A Nobre Verdade da Origem de Dukkha


Dukkha samudaya ariya sacca

Definição

“Agora, bhikkhus, esta é a nobre verdade da origem do sofrimento: é este desejo que conduz
a uma renovada existência, acompanhado pela cobiça e pelo prazer, buscando o prazer aqui
e ali; isto é, o desejo pelos prazeres sensuais, o desejo por ser/existir, o desejo por não
ser/existir."

O Desejo inevitavelmente resulta em mais dukkha

Se no mundo
esse desejo pegajoso e grosseiro o subjuga,
as tristezas crescerão
como o capim após a chuva.

Se no mundo, você subjuga


esse desejo pegajoso e grosseiro, que é difícil de escapar,
as tristezas se esvairão,
como gotas de água num lótus.

Tal como uma árvore, embora cortada,


brota outra vez se as raízes permanecerem intactas e fortes,
da mesma forma,
até que o desejo latente tenha sido desenraizado,
o sofrimento irá brotar repetidas vezes.

Através do abandono do desejo, a possibilidade de alcançar a Iluminação surge

“Bhikkhus, paixão e cobiça pelo desejo por formas é uma corrupção da mente. Paixão e
cobiça pelo desejo por sons ... por aromas ... por sabores ... por tangíveis ... por objetos
mentais é uma corrupção da mente. Quando um bhikkhu abandonou a corrupção da mente
nesses seis casos, a sua mente se inclina pela renúncia. Uma mente fortificada pela renúncia
se torna maleável em relação àquelas coisas que devem ser realizadas através do
conhecimento direto.”

Desejo
Definição

"Há esses três tipos de desejo. Quais três? Desejo pela sensualidade, desejo por ser/existir,
desejo por não ser/existir. Esses são os três tipos de desejo."
Uma flecha no coração

"O desejo foi chamado de flecha pelo Contemplativo; o humor venenoso da ignorância se
espalha através do desejo, cobiça e má vontade."

Seis classes de desejo

"Existem essas seis classes de desejo: desejo por formas, desejo por sons, desejo por aromas,
desejo por sabores, desejo por tangíveis, desejo por objetos mentais."

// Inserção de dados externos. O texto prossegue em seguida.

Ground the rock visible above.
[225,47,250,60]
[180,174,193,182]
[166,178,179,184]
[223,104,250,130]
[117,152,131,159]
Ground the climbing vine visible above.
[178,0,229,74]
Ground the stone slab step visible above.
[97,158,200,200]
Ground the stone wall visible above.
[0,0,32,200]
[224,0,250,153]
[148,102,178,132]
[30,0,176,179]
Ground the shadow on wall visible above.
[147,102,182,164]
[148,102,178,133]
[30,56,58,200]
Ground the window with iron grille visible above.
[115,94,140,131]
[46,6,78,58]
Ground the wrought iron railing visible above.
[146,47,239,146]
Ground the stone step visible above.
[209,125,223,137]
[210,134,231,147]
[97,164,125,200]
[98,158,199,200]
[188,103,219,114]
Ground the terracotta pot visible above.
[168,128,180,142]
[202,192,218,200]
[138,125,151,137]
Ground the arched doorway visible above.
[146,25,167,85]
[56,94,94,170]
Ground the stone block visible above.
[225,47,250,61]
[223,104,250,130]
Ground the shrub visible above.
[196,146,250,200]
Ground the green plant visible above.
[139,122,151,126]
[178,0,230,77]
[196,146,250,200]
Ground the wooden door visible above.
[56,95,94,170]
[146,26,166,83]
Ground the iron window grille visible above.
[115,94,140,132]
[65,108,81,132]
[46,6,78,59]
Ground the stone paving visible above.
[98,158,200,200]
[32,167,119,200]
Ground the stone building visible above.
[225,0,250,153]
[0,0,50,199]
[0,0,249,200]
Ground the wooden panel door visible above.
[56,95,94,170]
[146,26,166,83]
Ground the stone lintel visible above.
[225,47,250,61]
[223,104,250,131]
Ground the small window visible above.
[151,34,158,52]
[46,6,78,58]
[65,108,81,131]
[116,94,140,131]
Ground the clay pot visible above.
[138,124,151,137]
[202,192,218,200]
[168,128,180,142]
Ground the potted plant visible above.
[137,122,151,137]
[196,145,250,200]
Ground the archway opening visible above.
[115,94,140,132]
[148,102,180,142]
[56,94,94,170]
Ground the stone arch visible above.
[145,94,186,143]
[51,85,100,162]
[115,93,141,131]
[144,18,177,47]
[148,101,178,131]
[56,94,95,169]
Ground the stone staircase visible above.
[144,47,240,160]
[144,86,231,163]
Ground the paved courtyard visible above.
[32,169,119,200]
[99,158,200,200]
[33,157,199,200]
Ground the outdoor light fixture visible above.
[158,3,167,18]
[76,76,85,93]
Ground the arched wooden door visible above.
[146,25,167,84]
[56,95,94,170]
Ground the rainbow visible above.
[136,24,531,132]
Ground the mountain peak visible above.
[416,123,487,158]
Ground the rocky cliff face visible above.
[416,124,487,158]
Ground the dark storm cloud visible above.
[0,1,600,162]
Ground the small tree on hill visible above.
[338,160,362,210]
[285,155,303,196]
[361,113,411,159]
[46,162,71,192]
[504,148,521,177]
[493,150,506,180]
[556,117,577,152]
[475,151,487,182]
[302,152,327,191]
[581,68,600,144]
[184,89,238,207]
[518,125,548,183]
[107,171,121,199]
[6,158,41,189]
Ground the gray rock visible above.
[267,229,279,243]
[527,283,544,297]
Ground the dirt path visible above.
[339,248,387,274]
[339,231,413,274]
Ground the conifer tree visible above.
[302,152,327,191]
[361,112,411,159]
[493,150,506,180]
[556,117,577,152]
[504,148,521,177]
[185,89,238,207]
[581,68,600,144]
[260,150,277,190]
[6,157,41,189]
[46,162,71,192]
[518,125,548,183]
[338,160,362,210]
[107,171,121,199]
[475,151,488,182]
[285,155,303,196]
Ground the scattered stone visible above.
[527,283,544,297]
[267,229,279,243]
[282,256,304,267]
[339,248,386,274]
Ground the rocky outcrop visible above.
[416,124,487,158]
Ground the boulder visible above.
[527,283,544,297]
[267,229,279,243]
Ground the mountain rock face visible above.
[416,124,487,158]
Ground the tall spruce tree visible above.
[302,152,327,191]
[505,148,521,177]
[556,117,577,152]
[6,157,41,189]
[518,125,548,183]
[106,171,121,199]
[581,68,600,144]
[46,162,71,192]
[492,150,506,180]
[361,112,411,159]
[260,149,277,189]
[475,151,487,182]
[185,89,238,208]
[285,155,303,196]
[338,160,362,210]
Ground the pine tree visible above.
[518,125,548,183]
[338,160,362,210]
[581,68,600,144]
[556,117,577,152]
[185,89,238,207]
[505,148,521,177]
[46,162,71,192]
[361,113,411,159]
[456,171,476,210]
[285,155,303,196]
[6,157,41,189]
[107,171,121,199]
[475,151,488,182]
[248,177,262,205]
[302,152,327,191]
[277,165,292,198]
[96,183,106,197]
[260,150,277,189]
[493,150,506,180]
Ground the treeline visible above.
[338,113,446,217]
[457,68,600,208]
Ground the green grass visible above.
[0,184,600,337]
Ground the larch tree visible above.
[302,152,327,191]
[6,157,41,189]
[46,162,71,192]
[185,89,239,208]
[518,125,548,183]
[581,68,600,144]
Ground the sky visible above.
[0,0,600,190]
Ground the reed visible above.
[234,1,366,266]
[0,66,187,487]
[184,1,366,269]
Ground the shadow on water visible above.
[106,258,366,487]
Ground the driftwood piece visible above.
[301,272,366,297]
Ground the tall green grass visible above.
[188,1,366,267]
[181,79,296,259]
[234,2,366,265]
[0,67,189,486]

O que nos aprisiona no samsara

"Bhikkhus, eu não concebo nenhum outro grilhão - pelo qual os seres aprisionados
seguem perambulando e transmigrando por um longo, longo tempo - como o grilhão do
desejo. Aprisionados pelo grilhão do desejo os seres seguem perambulando e transmigrando
por um longo, longo tempo."
-- It 15

Escravizados pelo desejo,


com as mentes castigadas pelo ser/existir e pelo não ser/existir,
escravizados pelos grilhões de Mara -
seres que não estão a salvo do cativeiro,
seres que permanecem perambulando,
dirigindo-se para o nascimento e morte.

Enquanto que aqueles que abandonaram o desejo,


livres do desejo por ser/existir e não ser/existir,
realizando o fim das impurezas,
embora estejam no mundo,
foram para mais além.
-- It 58

Uma causa de dukkha

"E qual é a razão porque dukkha se manifesta? Desejo é a razão porque dukkha se manifesta.

-- AN VI.63

Cortando as raízes do desejo

Tal como uma árvore, embora cortada,


brota outra vez se as raízes permanecerem intactas e fortes,
da mesma forma,
até que o desejo latente tenha sido desenraizado,
o sofrimento irá brotar repetidas vezes.
Dhp 338

Seres aprisionados pelo desejo


são aterrorizados como um coelho apanhado no laço.
Presos por grilhões e apegos
o seu sofrimento persiste por muito tempo.
Dhp 342

Contemplando os sinais de beleza,


atormentado por pensamentos,
dominado pelas paixões,
o desejo apenas cresce,
assim de fato os grilhões são fortalecidos.

Contemplando os aspectos repulsivos do corpo,


acalmando os pensamentos,
sempre com atenção plena,
o desejo terá um fim
assim de fato os grilhões serão rompidos.
Dhp 349-350

Onde surge o desejo e, onde ele se estabelece?

“E onde surge e se estabelece esse desejo? Qualquer coisa no mundo que seja cativante e
tentadora, nisso surge e se estabelece o desejo.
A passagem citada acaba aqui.